Monroe County councilors will be getting a presentation about capital improvement boards (CIBs) at their meeting scheduled for Tuesday night.
The goal is for the fiscal body of the county to get a clearer understanding from the county’s legal staff about how a CIB might fit into the planned expansion of the county’s convention center.
County councilors will also get a presentation from the three county commissioners on the eastward expansion option for the convention center. It’s the option the commissioners favor. It’s different from the northward option recommended in the spring by a nine-member steering committee, and favored by Bloomington.
Part of the background for the Tuesday meeting of the county council will now include a letter sent on Saturday, by Bloomington’s mayor, John Hamilton, to the county’s board of commissioners. The board is the executive branch of government for the county.
The letter summarizes the mayor’s position in writing, which he expressed orally last Wednesday, when he attended the regular meeting of the commissioners.
The main point of conflict between the mayor and the commissioners is what entity should move the convention center expansion forward from a preliminary design phase that concluded this spring. The project has made no visible progress since the preliminary site plan recommendation was made by a nine-member steering committee in late May.
Hamilton wants to revise the memorandum of understanding (MOU) that established the steering committee, so that the same committee can continue with the final design and construction. The three county commissioners, led by president Julie Thomas, want to form a capital improvement board that will handle the next phases of the project.
Hamilton is not in principle opposed to forming a CIB, and has suggested it in the past, but also thinks the option of a government-sponsored 501(c)(3) needs to be considered. Hamilton sees the governance question as coming later, because he thinks establishing a CIB will take several months. In the meantime, he wants the steering committee to get the project re-started.
The county commissioners have the statutory authority to create a CIB. But forming a CIB that plays any role in the convention center expansion will be impossible unless the two sides can agree on some basics, like which units of government get to make appointments to the seven-member CIB.
While parallels to Monroe County and Bloomington’s situation are not perfect, Vigo County and Allen County have already formed capital improvement boards. In those counties, the CIBs handle convention-center-related expenditures of food and beverage tax revenue. Monroe County’s convention center expansion is planned to be financed through the food and beverage tax that’s been collected since February 2018. The tax had to be approved by Monroe County councilors. It passed on a 4–3 vote.
In Vigo County, the city of Terre Haute has three appointments to the CIB and the county government has four. In Allen County, the split on CIB appointments is three for the mayor of Fort Wayne and three for Allen County’s commissioners, with a seventh selected by those six.
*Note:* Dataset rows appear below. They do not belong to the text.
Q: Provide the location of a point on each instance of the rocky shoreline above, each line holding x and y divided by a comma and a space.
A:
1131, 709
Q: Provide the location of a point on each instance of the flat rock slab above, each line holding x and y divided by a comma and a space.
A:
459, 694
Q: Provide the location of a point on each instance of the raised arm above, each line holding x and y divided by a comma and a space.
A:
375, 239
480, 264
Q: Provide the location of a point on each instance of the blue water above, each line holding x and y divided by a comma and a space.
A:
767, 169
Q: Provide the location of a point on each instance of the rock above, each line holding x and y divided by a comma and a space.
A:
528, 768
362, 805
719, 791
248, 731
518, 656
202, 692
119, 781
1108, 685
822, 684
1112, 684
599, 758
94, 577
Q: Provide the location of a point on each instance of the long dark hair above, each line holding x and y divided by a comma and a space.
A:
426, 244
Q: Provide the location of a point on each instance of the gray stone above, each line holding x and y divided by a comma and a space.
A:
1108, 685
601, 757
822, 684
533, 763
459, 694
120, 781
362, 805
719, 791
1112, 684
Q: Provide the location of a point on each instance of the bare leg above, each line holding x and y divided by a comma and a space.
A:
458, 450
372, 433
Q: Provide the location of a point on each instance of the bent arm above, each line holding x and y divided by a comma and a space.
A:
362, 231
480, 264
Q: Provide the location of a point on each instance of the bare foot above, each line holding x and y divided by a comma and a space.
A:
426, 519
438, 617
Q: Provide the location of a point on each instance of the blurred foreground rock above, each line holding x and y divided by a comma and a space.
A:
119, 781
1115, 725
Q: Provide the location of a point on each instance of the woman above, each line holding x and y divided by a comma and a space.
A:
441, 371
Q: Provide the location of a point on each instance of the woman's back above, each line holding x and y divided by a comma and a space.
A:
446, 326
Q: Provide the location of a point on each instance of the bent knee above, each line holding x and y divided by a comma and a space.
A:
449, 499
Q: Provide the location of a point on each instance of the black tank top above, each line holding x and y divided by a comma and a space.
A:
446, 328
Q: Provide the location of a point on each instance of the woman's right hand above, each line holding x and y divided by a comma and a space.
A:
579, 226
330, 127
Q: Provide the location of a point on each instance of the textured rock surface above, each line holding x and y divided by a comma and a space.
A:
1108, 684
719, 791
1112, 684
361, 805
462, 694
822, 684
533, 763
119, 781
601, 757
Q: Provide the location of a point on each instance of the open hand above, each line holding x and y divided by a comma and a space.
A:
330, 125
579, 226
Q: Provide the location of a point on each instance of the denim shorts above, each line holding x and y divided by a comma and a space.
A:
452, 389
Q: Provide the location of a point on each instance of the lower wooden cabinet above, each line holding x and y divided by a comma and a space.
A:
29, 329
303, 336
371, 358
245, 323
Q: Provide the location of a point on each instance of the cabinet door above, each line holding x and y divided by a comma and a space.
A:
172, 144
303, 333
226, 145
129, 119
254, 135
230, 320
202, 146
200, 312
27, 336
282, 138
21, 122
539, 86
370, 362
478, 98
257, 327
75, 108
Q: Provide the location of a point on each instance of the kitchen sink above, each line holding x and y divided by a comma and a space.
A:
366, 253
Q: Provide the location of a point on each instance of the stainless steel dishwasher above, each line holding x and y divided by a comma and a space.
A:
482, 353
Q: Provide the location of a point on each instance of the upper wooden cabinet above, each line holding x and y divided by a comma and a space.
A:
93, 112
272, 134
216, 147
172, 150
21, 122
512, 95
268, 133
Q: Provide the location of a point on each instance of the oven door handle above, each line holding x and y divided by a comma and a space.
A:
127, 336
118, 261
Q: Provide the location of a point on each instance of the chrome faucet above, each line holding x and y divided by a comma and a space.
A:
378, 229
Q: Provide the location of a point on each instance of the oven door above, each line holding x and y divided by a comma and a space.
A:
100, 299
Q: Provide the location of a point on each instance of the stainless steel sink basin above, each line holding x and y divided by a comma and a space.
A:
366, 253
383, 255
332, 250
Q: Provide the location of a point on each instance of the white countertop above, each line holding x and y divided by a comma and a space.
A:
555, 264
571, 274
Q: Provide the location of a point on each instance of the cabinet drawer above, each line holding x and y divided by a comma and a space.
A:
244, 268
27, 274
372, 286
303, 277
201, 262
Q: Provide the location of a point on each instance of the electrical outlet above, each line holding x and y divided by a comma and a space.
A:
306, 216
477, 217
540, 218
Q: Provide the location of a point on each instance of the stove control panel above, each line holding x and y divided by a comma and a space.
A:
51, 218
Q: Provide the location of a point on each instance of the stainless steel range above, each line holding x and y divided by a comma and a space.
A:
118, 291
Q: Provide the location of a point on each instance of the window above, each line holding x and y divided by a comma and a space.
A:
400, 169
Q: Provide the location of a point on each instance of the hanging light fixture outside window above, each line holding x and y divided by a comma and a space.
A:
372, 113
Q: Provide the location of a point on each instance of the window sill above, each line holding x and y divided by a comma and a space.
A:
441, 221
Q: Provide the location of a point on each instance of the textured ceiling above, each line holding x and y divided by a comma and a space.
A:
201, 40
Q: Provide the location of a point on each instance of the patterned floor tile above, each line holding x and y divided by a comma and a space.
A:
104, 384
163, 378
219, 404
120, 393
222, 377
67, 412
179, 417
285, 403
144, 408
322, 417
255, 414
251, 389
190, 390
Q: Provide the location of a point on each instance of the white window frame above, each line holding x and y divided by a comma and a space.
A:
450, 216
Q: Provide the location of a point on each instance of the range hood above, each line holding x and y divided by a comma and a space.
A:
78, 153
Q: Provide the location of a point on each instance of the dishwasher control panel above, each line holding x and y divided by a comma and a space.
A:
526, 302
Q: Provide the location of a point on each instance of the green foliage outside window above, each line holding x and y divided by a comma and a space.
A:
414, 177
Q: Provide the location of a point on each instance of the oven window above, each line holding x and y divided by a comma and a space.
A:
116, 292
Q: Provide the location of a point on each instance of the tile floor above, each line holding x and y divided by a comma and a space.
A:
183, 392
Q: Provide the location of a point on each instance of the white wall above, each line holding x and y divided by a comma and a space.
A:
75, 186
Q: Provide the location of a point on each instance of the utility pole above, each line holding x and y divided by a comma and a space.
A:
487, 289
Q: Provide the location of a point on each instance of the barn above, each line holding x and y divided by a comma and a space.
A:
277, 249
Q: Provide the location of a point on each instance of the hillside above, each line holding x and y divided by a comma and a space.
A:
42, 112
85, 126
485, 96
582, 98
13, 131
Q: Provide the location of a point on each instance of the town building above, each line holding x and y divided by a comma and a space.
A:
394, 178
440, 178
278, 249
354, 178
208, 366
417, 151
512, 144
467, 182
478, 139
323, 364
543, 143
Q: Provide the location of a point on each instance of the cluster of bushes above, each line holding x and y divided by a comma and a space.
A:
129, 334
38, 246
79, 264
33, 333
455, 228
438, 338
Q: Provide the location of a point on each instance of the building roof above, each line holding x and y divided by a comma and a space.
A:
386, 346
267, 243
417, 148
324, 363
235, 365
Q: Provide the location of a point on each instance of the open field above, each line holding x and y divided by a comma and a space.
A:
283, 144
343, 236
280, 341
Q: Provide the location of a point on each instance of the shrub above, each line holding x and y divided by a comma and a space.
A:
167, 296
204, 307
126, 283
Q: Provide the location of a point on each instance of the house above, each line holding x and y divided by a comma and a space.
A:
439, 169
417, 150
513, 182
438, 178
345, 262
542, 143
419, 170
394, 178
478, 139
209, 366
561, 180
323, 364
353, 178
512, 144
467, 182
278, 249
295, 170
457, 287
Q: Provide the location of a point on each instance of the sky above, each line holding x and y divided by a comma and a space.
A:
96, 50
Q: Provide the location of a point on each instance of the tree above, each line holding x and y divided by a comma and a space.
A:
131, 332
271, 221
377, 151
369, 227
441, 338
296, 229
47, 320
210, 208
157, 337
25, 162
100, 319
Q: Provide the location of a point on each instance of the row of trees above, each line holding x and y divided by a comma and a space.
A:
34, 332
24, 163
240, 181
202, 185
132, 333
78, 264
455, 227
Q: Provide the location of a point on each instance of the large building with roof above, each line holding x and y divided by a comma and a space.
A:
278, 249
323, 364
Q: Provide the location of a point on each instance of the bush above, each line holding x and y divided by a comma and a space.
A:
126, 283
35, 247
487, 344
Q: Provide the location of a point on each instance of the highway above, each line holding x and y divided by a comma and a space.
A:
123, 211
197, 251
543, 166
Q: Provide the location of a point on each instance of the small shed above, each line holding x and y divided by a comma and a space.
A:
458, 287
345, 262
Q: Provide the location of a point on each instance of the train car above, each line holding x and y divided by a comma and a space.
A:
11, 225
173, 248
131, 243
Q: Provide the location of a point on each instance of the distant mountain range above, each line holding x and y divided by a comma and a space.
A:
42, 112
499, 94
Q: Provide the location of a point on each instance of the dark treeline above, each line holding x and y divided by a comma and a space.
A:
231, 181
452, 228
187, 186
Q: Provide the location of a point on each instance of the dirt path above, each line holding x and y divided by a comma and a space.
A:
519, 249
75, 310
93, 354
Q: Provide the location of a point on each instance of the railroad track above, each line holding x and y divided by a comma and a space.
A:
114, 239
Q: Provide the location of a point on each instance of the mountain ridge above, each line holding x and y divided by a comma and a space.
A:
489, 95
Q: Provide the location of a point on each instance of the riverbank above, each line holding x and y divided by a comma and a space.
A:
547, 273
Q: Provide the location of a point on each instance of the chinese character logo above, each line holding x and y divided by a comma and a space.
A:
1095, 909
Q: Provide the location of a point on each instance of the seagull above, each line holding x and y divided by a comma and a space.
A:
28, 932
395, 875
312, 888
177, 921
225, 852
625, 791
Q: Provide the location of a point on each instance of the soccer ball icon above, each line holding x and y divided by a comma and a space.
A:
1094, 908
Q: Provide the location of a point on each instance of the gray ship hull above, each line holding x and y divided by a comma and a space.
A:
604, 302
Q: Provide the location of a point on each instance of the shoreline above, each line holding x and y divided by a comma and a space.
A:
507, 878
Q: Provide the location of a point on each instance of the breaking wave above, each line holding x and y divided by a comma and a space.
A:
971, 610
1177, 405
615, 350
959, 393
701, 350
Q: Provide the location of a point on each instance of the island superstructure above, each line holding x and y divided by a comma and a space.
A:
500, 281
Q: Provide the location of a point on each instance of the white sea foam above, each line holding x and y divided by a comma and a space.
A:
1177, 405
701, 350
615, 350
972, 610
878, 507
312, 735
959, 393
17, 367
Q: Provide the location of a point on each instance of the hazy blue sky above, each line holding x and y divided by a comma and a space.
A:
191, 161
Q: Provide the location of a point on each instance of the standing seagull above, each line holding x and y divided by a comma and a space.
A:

Monroe County’s commissioners envision either a 4–3 or a 3–4 split between Bloomington and Monroe County. Hamilton’s Saturday letter reiterates the city’s position expressed last Wednesday: “The city would urge that such appointments be more reflective of the relative value of assets—land, buildings and financing—that would be provided to the ultimate project, which would suggest a ratio of 6 to 1 or 5 to 2 in appointments, in light of the city’s majority contributions of those assets.”
As part of the ledger of assets contributed, county commissioners count a couple million dollars worth of innkeepers tax annually that goes to pay the debt and maintenance of the existing convention center. They also count the existing convention center, land for the expansion, as well as the county’s “political capital” that went into the approval of the food and beverage tax.
Prominent in the city’s perspective is the 90-10 split between the city and the county for the shares of the food and beverage tax, which is based on the location of businesses that collect the tax. The county government is not contributing any of its 10-percent share to the convention center expansion. It’s pursing another tourism-related project, related to limestone heritage.
Neither side has laid out publicly the arithmetic for their respective financial contributions to the project. The convention center expansion piece is estimated to cost around $44 million, for which the city’s share of the food and beverage tax is adequate, according to the city’s financial consultant. A planned $15-million, 550-space parking garage to support the expanded convention center is to be financed from the city’s TIF revenues.
Tuesday’s presentation to county councilors about CIBs is the 15th item on a substantial meeting agenda. The meeting’s information packet includes the slide deck for the CIB presentation as well as a slide for the eastern expansion option for the convention center.
Another food-and-beverage tax related item on the county council’s Tuesday’s agenda is the appointment of a different county councilor to the food and beverage tax advisory commission. Shelli Yoder previously served as the county council’s appointment. But Yoder recently resigned from the county council because she moved her residence outside District 1, which she represented.
Yoder’s replacement on the county council will be chosen by a caucus of the Democratic Party, which is currently scheduled for Thursday, November 14, at 6 p.m. in the Nat U. Hill Room of the Monroe County Courthouse.
At the second meeting of county and city officials about the convention center expansion, which took place on Oct. 29, a tentative next meeting date of Nov. 21 was set. The Tuesday meeting of the county council indicates there’ll be some discussion of that meeting date.